Q: How did FavelArt&Foto start?
FP: When Rocinha and Vidigal were pacified, or even before really, one of my friends said to me, ‘We have to create a photography group!’ When we started to mobilize and create this project, the pacification process began and we realized now it would be even easier. Once the police entered Vidigal, we went out in the middle of the night and began photographing through the dawn and into the day alongside the reporters and police.
We did our own documentation to establish an image that was different from the one portrayed by the common media, since the mainstream media tends to alter things. By coincidence, others had done the same thing in Rocinha. Little did we know, they were part of a movement called Cidade Unida (United City). We all met up and decided to create a group.
All of this happened at the end of last year, November 2012. We met up with these two friends from Rocinha and began to really create our photography group. We started in Rocinha and then Vidigal, and after that in Chácara do Céu next door.
So, we have been a photography group for ten months now and we have groups ranging from 10 to 100 who go out and photograph events and neighborhoods.
Q: What’s your greatest success?
FP: It is everything I have achieved so far. I confess that I have worked with many important people here in Vidigal and in other parts of Rio. I know several famous artists, people with high positions in the government, but I haven’t taken advantage of these connections. I’m really happy because I have lots of people coming to me for interviews and other things. I have accomplished a lot of great things, and I’m going to accomplish more.
Q: What do you think about Rio de Janeiro today and potential for progress?
FP: Right now, Brazil is in a really good position, both economically and culturally. The negative to this is that it’s not distributed evenly. In Rio, the rich remain rich and the poor are at a standstill. Rio de Janeiro is advancing far too rapidly, in the sense that there are so many possibilities and opportunities, but they must progress over time so that everything can develop in sync. What happens is that areas of Rio grow so much that sometimes the residents in these places can’t accompany this rhythm in equal form, and then the city turns into chaos – with transit, education, health care – effectively making Rio de Janeiro less than an ideal city.
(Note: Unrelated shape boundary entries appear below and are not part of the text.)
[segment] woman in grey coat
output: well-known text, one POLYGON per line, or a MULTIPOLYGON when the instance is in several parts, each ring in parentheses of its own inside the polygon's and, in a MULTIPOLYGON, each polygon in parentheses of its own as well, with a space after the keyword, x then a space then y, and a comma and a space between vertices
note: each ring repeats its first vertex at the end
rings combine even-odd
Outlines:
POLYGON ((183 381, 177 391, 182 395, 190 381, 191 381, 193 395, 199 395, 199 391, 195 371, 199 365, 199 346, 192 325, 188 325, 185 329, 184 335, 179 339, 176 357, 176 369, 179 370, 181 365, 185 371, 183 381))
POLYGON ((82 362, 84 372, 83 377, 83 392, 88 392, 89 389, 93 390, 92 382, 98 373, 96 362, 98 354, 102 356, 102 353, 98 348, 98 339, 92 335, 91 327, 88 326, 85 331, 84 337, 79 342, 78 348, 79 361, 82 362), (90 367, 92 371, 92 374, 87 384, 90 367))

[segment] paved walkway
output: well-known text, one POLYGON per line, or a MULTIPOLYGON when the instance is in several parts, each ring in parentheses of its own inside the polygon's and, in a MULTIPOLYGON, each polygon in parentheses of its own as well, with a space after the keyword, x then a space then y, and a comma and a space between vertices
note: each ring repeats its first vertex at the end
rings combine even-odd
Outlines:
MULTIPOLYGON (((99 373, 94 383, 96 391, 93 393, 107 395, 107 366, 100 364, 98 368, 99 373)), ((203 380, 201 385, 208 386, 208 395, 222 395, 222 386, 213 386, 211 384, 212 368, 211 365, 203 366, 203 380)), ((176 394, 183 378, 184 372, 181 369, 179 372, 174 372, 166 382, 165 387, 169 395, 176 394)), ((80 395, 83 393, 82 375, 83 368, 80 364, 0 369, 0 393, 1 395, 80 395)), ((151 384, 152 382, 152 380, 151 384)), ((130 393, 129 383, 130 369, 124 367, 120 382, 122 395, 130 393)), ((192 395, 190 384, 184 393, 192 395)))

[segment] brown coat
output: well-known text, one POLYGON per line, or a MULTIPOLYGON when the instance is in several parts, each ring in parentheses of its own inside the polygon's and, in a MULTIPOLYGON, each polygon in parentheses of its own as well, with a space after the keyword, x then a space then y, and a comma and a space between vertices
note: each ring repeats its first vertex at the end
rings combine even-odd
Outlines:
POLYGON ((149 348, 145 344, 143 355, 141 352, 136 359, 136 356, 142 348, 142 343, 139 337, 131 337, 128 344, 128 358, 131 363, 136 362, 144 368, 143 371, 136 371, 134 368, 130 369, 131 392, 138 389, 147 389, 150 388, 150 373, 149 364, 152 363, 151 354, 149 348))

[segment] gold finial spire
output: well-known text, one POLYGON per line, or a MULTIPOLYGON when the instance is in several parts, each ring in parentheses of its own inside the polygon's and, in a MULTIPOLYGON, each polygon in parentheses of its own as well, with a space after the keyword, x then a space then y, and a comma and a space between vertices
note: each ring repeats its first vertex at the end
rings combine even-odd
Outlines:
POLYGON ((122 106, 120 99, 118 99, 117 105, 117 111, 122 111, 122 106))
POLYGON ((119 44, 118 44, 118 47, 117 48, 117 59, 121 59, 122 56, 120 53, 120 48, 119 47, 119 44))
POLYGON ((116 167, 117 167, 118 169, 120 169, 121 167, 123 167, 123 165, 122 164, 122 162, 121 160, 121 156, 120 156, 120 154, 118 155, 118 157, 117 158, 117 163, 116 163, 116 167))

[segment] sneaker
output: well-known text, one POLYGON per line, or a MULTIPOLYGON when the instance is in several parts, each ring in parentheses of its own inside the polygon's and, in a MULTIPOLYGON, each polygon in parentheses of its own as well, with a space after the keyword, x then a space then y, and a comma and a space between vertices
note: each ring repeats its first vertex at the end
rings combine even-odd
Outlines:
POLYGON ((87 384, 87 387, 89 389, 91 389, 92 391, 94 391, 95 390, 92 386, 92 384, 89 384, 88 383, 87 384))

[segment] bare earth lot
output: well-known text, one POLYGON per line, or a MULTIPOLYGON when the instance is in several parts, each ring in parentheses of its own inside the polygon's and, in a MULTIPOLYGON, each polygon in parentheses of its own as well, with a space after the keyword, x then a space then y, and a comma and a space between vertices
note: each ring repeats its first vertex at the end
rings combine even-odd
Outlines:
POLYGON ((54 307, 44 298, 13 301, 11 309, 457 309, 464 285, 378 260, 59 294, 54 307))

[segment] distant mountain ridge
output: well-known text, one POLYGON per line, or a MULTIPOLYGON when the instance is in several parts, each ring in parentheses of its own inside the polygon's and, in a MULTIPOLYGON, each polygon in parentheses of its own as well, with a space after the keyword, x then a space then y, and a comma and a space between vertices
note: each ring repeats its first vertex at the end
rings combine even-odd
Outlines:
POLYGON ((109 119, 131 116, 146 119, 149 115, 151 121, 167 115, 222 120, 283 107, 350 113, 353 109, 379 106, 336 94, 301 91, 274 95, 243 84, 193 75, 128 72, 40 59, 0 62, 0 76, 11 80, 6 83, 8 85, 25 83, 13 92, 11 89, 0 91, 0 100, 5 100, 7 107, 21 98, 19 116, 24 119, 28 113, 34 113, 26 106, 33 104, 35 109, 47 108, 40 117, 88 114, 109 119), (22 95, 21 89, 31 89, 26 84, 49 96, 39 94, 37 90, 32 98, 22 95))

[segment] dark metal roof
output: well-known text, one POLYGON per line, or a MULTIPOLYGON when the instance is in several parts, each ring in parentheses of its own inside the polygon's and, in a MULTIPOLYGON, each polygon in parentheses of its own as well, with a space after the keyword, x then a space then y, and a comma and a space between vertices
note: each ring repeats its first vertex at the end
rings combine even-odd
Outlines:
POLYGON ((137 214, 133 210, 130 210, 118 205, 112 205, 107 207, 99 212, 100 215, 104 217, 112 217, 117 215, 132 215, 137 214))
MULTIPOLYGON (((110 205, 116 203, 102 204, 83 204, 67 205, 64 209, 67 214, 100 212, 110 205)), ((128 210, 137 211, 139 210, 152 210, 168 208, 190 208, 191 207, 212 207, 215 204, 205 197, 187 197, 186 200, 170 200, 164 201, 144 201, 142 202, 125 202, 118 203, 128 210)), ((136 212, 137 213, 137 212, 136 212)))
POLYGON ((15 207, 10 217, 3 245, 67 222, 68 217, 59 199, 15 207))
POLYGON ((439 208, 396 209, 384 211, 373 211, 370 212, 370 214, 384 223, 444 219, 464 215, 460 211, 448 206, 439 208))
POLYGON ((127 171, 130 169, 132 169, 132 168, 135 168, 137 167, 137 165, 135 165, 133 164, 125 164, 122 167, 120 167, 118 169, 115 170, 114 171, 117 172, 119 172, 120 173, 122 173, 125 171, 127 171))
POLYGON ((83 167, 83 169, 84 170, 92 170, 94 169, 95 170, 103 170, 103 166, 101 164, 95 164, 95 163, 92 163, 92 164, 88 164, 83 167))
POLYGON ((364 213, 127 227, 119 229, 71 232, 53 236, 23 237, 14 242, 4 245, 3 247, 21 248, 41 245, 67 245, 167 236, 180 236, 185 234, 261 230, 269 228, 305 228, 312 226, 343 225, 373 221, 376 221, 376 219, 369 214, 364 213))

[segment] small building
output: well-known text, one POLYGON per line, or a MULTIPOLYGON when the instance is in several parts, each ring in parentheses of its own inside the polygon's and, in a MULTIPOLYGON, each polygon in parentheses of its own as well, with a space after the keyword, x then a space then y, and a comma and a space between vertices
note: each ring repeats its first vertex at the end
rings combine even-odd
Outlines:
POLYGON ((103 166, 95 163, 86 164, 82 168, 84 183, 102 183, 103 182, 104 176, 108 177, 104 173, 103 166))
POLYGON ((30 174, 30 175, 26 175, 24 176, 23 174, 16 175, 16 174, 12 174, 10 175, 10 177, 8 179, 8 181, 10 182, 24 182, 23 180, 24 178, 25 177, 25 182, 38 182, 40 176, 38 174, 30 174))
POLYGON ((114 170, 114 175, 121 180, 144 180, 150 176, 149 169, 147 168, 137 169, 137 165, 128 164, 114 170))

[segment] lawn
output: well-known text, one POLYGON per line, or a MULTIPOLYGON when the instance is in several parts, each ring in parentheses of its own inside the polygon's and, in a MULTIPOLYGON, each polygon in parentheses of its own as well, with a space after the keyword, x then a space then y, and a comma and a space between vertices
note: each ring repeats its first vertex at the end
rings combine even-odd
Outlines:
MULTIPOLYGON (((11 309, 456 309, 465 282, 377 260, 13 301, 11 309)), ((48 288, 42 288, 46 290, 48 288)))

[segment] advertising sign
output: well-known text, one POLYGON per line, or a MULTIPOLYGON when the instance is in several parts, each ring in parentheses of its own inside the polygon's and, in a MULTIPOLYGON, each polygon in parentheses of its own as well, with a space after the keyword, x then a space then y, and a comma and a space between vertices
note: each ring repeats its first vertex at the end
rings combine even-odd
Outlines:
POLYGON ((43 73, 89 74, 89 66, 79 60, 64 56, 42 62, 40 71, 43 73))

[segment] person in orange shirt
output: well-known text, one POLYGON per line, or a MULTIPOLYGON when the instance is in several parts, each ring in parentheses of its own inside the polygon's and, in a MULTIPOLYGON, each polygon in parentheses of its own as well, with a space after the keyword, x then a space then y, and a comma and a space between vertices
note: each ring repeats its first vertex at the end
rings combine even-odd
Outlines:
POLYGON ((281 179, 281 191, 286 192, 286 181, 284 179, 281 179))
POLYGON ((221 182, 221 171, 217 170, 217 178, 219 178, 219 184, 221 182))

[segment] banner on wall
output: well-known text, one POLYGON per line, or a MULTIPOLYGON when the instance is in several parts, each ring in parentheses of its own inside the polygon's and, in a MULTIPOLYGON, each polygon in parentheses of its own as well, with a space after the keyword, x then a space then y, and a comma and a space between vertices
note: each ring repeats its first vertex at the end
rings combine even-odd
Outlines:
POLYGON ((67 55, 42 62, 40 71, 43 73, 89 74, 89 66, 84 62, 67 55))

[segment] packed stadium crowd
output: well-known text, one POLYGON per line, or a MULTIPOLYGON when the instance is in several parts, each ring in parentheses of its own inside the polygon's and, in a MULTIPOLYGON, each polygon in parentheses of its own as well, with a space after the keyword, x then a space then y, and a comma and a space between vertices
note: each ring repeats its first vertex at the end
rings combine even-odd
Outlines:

Q: There is a stigma that community residents are ignorant. What would be your response to someone who though this?
FP: It’s very simple. My response to people who say all this is that they should spend at least one day inside a favela. I wish at least one of those people were here in this exact moment to simply look around. If they just sat here and observed, they would first see the person working at the kiosk here at the entrance, then they would see that on the other side, there’s a bar, and the other side there’s a beauty salon, and the other side a pharmacy. Here, the people work, they are not “poor things,” nor are they monsters, nor are they dumb. They know how to speak and have a conversation. The difference is that we are economically poorer than other parts of the city. We are excluded and rejected from the vision of the ideal city. Ignorant people are those who think we have nothing to offer the world. If we weren’t here, the black favela residents, Rio de Janeiro as we know it, wouldn’t function. It’s the lower class that makes the city run, and we are very important for that.